🤖 AI Summary
This work addresses the challenge that lightweight diffusion models struggle to replicate the complex denoising dynamics of teacher models in knowledge distillation, often leading to training instability and performance degradation. To overcome this, the authors propose a coarse-to-fine distillation framework: an initial coarse alignment is achieved via Linear Fitting (LIFT), followed by spatially adaptive guidance through Patch-wise Local Adaptive Coefficient Estimation (PLACE), which leverages error-based grouping for localized refinement. This approach introduces, for the first time, a two-stage distillation strategy combined with local adaptivity into diffusion model compression, demonstrating broad compatibility across image and latent spaces, U-Net and DiT backbones, and both conditional and unconditional generation tasks.

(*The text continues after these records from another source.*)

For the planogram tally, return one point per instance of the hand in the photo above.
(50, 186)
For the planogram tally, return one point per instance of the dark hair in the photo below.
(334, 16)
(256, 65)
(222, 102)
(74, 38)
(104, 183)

With only 1.3M parameters (1.6% of the teacher model), the method achieves an FID of 15.73, substantially outperforming conventional knowledge distillation techniques, which typically suffer from severe FID degradation (often exceeding 50–200).
📝 Abstract
We demonstrate that in knowledge distillation for diffusion models, the teacher network's highly complex denoising process - stemming from its substantially larger capacity - poses a significant challenge for the student model to faithfully mimic. To address this problem, we propose a coarse-to-fine distillation framework with LInear FiTtingbased distillation (LIFT) and Piecewise Local Adaptive Coefficient Estimation (PLACE). First, LIFT decomposes the objective into a "coarse" alignment and a "fine" refinement. The student is then trained on coarse alignment before proceeding to hard refinement. Second, PLACE extends LIFT to address spatially non-uniform errors by partitioning outputs into error-based groups, providing locally adaptive guidance. Our experiments show that LIFT and PLACE is effective across diffusion spaces (image/latent), backbones (U-Net/DiT), tasks (unconditional/conditional), datasets, and even extends to flow-based models such as MMDiT (SD3). Furthermore, under extreme compression with a 1.3M-parameter student (only 1.6% of the teacher), conventional KD fails to provide sufficient guidance for stable training, with FID scores often degrading to 50-200+, but our method remains stably convergent and achieves an FID of 15.73.